Like Smalltalk, Objective-C objects have a linear class hierarchy - i.e. a
class can have only one parent, with the chain terminating in the built-in
NSObject class. [3]
Trivia: The “NS” prefix in the Foundation package classes
stands for “NextStep” – the company founded by Steve Jobs after he was
fired from Apple, but which Apple subsequently bought to make MacOSX.
NextStep featured the object system in its dev kit that continues to be used
in a far evolved form to this day in MacOS and iOS. NextStep featured the
“Display PostScript” system which was also integrated into MacOS, giving it
its signature “print to PDF” feature found ubiquitously in nearly all window
based applications.
There is more to the object system, which supports formal and information protocols, categories, ad hoc extensions to classes and so on, all of which are characteristics of Smalltalk as well. You can also construct messages themselves as objects and store them somewhere and send them dynamically at a time of your choosing. This is not a characteristic of many “object oriented” systems.
Java/C#/C++¶
Java, C# and C++ have similar class-based object systems. The main difference between Java/C# and C++ is that references to objects cannot be faked in Java/C#, making them “capability secure” whereas any pointer can be made to pretend to be an “object” in C++, permitting various kinds of security exploits.
class Klass: Object {
String field1;
int field2;
public Klass(String s, int i) {
field1 = s;
field2 = i;
}
public int method1(String s) {
System.out.println("Called Klass' method1");
return 0;
}
public String method2() {
return "Hello";
}
}
Klass obj1 = new Klass("Hello", 42);
obj1.method1("Smoke testing");
C# and C++ are conceptually similar in many ways, though slightly different in syntax, with C# being closer to Java.
An important distinction between these languages is that C++ features multiple inheritance which brings with confusions such as the diamond problem. To avoid that, C# and Java provide only for single inheritance of classes, but which can implement multiple “interfaces”.
Erlang¶
As mentioned in class, though Erlang’s runtime offers features closest in conception to Alan Kay’s original vision of objects, its syntax and usage are far removed from the usual “Class”/”Object” language used in “traditional” OOP languages.
-module(example).
-export([start/0, process/0]).
process() ->
receive
{msg1, _} ->
io:format("Received message 1: Hello from msg1!~n"),
process();
{msg2, _} ->
io:format("Received message 2: Greetings from msg2!~n"),
process()
Other ->
io:format("Received unknown message. Terminating process!~n")
end.
start() ->
Pid = spawn(?MODULE, process, []),
Pid ! {msg1, []},
Pid ! {msg2, []}.
Here, you see that the language is around “concurrent processes” and “messages”
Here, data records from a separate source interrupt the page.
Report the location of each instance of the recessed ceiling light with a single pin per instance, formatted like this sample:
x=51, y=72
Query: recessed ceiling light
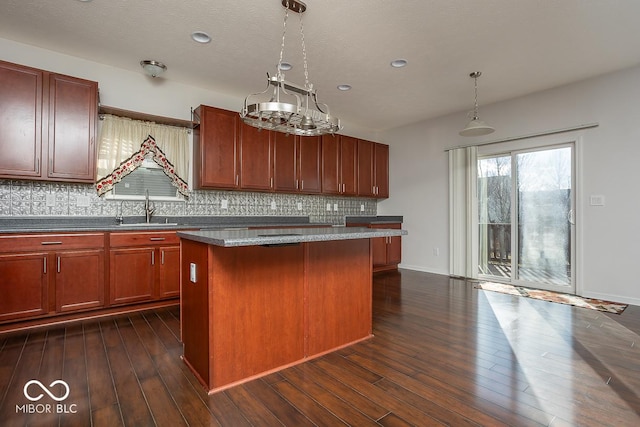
x=398, y=63
x=200, y=37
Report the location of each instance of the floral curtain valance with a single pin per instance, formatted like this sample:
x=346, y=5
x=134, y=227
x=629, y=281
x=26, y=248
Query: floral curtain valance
x=147, y=148
x=124, y=142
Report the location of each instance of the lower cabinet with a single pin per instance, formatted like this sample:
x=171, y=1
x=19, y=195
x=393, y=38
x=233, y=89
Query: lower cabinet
x=50, y=274
x=47, y=274
x=75, y=291
x=143, y=266
x=385, y=251
x=24, y=286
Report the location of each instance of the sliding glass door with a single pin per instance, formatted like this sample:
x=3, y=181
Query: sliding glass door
x=525, y=218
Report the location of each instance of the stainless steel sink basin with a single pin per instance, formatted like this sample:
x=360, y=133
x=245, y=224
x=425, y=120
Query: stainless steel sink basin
x=149, y=224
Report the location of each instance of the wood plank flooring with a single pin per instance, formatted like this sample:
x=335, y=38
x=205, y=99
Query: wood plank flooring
x=444, y=353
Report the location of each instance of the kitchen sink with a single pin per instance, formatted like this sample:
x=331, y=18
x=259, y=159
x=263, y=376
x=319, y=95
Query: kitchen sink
x=149, y=224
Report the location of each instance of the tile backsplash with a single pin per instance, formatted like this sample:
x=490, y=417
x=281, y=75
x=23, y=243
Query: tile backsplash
x=34, y=198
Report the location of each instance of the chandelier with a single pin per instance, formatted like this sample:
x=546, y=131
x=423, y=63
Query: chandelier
x=292, y=109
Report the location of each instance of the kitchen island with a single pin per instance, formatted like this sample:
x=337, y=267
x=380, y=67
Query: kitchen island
x=257, y=301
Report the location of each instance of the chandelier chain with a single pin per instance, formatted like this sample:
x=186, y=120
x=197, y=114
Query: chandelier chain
x=475, y=108
x=304, y=56
x=284, y=33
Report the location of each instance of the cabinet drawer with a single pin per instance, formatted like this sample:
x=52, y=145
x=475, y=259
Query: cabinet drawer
x=143, y=239
x=39, y=242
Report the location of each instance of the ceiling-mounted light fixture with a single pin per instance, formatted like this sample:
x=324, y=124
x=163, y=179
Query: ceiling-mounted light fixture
x=476, y=127
x=290, y=108
x=153, y=68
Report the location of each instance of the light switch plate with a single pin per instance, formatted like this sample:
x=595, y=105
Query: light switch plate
x=192, y=272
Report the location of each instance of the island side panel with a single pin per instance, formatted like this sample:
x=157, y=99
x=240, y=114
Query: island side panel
x=194, y=309
x=339, y=289
x=258, y=310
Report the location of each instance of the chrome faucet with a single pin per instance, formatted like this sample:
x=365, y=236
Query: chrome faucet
x=120, y=216
x=148, y=209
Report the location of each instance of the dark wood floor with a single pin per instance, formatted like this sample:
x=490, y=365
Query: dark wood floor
x=443, y=353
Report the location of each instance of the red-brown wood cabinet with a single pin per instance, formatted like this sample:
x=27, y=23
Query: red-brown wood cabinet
x=296, y=163
x=143, y=266
x=40, y=274
x=373, y=169
x=232, y=155
x=339, y=165
x=48, y=129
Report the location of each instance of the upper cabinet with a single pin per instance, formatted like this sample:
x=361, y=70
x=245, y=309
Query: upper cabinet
x=339, y=165
x=296, y=163
x=47, y=125
x=215, y=146
x=373, y=169
x=229, y=154
x=256, y=158
x=232, y=155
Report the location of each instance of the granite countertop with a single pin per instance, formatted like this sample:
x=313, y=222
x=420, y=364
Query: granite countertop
x=86, y=224
x=283, y=236
x=380, y=219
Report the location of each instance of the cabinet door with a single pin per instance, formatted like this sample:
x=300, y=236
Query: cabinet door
x=285, y=166
x=379, y=251
x=365, y=168
x=256, y=161
x=76, y=291
x=349, y=165
x=20, y=121
x=132, y=275
x=24, y=285
x=382, y=170
x=216, y=147
x=73, y=113
x=331, y=164
x=394, y=250
x=169, y=274
x=309, y=152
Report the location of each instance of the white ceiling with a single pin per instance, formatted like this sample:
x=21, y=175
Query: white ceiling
x=521, y=46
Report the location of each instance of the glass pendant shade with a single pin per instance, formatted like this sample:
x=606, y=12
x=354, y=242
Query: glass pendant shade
x=476, y=127
x=153, y=68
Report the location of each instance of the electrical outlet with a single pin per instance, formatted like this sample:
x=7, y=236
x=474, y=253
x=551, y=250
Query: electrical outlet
x=82, y=201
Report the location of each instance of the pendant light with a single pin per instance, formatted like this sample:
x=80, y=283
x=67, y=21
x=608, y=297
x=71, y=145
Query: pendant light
x=476, y=127
x=289, y=108
x=153, y=68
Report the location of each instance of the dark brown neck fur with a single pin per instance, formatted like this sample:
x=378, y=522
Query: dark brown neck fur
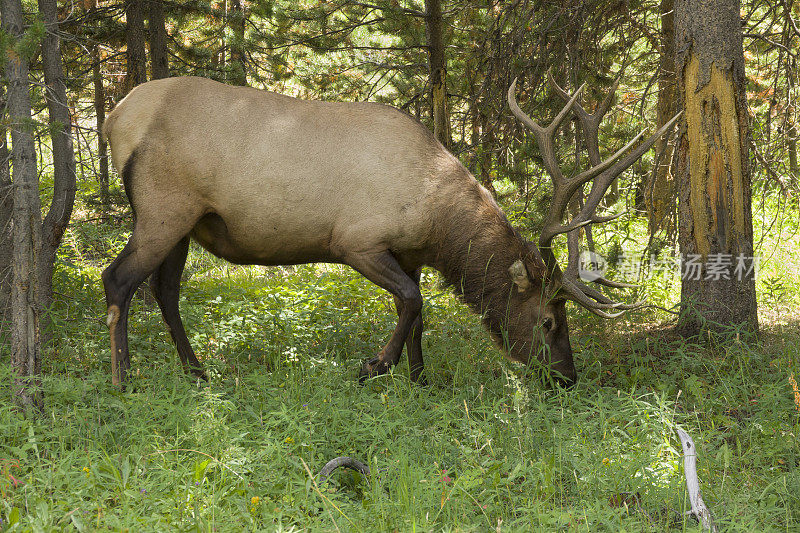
x=476, y=247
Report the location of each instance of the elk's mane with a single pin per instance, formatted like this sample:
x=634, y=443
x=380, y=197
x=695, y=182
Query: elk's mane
x=476, y=247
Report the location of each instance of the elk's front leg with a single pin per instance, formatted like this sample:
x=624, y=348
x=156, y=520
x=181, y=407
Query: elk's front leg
x=383, y=270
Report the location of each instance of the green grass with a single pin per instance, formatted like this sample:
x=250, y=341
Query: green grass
x=483, y=446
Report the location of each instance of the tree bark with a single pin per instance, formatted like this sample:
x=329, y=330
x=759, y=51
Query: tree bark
x=134, y=40
x=238, y=63
x=794, y=169
x=660, y=191
x=102, y=145
x=57, y=218
x=715, y=220
x=6, y=211
x=159, y=60
x=437, y=72
x=25, y=304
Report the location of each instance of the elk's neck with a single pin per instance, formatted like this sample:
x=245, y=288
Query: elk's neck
x=475, y=250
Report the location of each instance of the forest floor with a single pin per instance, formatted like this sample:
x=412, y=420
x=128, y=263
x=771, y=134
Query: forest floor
x=485, y=446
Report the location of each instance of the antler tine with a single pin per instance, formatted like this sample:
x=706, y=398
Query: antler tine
x=545, y=137
x=590, y=122
x=603, y=181
x=602, y=172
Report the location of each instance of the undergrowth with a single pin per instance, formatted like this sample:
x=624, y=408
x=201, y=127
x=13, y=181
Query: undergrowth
x=483, y=446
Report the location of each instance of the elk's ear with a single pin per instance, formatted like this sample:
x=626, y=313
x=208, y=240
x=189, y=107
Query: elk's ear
x=519, y=275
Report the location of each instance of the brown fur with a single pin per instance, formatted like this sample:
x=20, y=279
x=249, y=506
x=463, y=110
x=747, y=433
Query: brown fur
x=261, y=178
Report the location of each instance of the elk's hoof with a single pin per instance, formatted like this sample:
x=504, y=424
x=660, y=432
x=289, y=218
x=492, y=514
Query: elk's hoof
x=371, y=368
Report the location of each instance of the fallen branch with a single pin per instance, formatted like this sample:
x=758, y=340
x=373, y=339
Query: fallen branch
x=699, y=509
x=347, y=462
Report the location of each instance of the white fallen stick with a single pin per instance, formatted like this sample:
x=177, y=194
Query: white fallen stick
x=699, y=509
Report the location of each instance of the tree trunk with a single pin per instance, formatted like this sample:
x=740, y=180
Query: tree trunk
x=159, y=60
x=238, y=63
x=134, y=40
x=659, y=194
x=715, y=221
x=794, y=170
x=25, y=304
x=102, y=145
x=6, y=211
x=57, y=219
x=437, y=71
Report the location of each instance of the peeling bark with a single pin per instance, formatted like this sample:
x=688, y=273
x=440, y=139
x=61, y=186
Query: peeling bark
x=159, y=60
x=6, y=210
x=57, y=218
x=134, y=41
x=25, y=304
x=238, y=64
x=713, y=174
x=660, y=192
x=437, y=72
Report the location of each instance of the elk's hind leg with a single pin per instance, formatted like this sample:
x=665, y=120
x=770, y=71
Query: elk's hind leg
x=120, y=280
x=383, y=270
x=166, y=285
x=157, y=231
x=414, y=339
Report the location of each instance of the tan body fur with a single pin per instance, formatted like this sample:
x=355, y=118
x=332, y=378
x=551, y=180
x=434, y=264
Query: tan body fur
x=262, y=172
x=261, y=178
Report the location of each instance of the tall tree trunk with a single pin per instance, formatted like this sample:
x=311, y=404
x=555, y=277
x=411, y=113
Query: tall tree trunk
x=25, y=304
x=159, y=60
x=57, y=218
x=134, y=40
x=437, y=71
x=100, y=116
x=238, y=64
x=102, y=145
x=715, y=220
x=6, y=211
x=659, y=194
x=794, y=170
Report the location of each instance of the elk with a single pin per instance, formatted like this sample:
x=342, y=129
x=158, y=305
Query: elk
x=262, y=178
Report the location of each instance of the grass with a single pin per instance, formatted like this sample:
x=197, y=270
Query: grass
x=484, y=446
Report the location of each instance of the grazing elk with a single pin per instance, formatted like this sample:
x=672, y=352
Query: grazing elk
x=261, y=178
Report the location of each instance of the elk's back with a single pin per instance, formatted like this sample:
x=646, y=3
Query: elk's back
x=284, y=180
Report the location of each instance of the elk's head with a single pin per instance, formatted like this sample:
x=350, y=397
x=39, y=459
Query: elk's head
x=542, y=287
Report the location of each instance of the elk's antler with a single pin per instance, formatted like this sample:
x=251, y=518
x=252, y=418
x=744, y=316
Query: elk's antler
x=601, y=173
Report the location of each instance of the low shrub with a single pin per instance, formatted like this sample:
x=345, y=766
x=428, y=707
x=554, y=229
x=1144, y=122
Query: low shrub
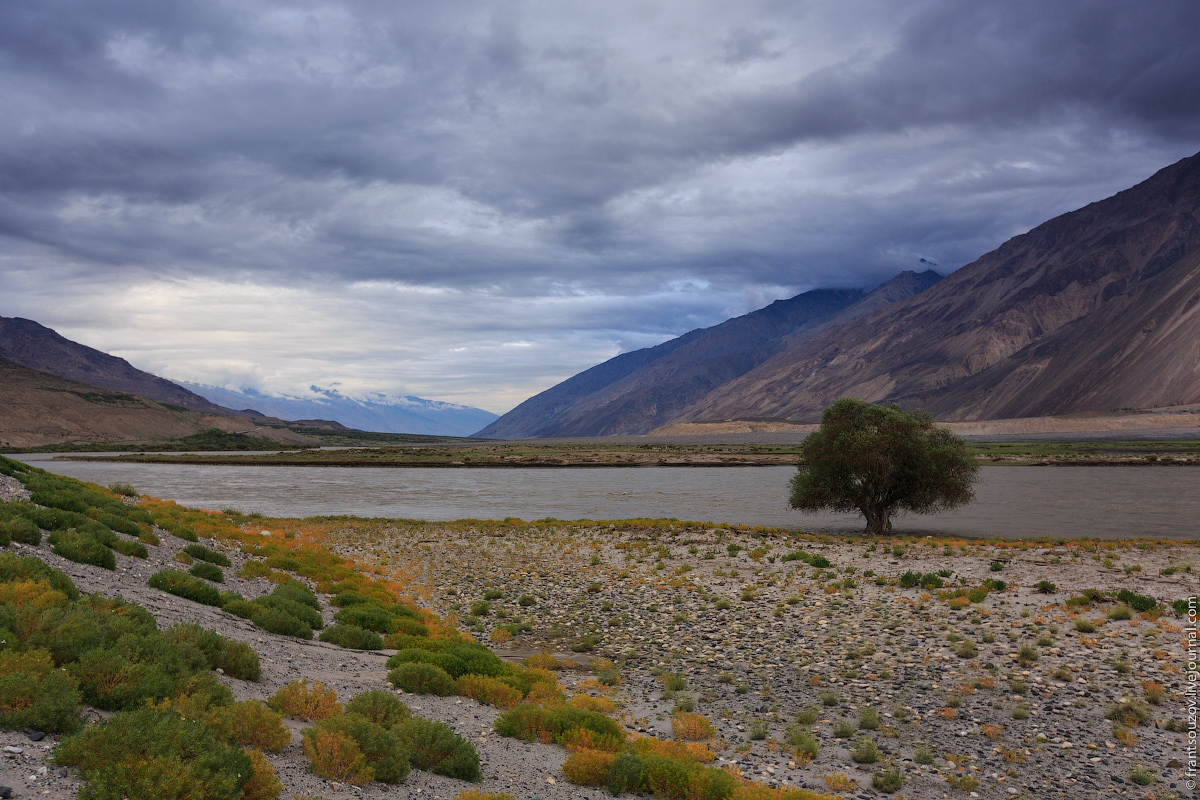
x=13, y=567
x=133, y=549
x=352, y=637
x=558, y=725
x=421, y=679
x=304, y=702
x=205, y=554
x=35, y=695
x=336, y=757
x=489, y=691
x=294, y=609
x=369, y=615
x=150, y=753
x=298, y=593
x=250, y=722
x=1140, y=603
x=208, y=571
x=433, y=747
x=382, y=749
x=82, y=548
x=379, y=707
x=240, y=607
x=263, y=783
x=234, y=659
x=185, y=585
x=593, y=767
x=275, y=620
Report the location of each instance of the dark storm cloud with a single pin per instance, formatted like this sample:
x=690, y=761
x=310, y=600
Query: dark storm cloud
x=627, y=169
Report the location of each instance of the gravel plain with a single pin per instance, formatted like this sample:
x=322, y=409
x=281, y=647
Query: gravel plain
x=763, y=645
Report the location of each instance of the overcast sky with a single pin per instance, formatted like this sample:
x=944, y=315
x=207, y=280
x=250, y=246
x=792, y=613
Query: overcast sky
x=474, y=200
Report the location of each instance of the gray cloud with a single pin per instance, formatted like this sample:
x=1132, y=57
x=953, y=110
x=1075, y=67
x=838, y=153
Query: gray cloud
x=565, y=180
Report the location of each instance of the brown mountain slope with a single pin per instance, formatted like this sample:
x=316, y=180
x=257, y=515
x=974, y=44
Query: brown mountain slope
x=40, y=348
x=639, y=391
x=1091, y=311
x=37, y=408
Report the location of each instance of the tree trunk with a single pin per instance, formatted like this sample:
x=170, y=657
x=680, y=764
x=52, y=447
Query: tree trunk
x=879, y=522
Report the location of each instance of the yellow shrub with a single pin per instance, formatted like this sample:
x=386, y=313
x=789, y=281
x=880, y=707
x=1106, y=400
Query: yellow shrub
x=298, y=699
x=588, y=703
x=35, y=594
x=543, y=661
x=489, y=691
x=263, y=785
x=588, y=767
x=337, y=757
x=691, y=727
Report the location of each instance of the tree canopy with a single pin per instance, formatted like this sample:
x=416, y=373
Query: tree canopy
x=881, y=459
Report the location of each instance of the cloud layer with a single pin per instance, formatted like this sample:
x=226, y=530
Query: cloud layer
x=473, y=200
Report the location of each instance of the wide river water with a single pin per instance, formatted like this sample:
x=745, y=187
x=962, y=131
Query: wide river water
x=1012, y=501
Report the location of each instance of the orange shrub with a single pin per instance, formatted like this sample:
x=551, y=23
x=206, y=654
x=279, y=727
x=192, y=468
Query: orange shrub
x=588, y=703
x=250, y=722
x=585, y=739
x=839, y=782
x=691, y=727
x=337, y=757
x=543, y=661
x=588, y=767
x=263, y=785
x=681, y=751
x=489, y=691
x=297, y=699
x=545, y=695
x=35, y=594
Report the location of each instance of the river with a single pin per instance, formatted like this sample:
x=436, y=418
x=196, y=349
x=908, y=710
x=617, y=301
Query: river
x=1012, y=501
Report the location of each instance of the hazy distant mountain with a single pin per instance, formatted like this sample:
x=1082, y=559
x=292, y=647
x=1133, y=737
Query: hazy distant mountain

and not “objects” and “methods”. The function process above is a pure
function (Erlang is a pure functional “dynamically typed” programming language
– i.e. where values have types, but not identifiers). A process is started
by “spawning” a function. It is up to the process to decide how long it
should stay alive. In this case, the process calls itself recursively and
therefore will stay alive as long as one of the first two message formats are
sent to it. [4] Anything else will cause it to terminate (in the above process
example).
Note that such a non-terminating recursive call is possible without blowing the stack only if Erlang supports “proper tail calls”, which it therefore does.
When you “spawn” a process, that is the equivalent of “creating an object”.
You get a “Pid” (short for “process id”) using which you can send messages to
the spawned process using the ! operator.
No code outside of a process has access to anything internal to the process, and each process comes with its own heap memory, so when a process terminates (either on its own or when forced to terminate by a “supervisor process”), all of its resources are released. This is well aligned with the notion of “encapsulation” outlined by Alan Kay in the talk we listened to in class.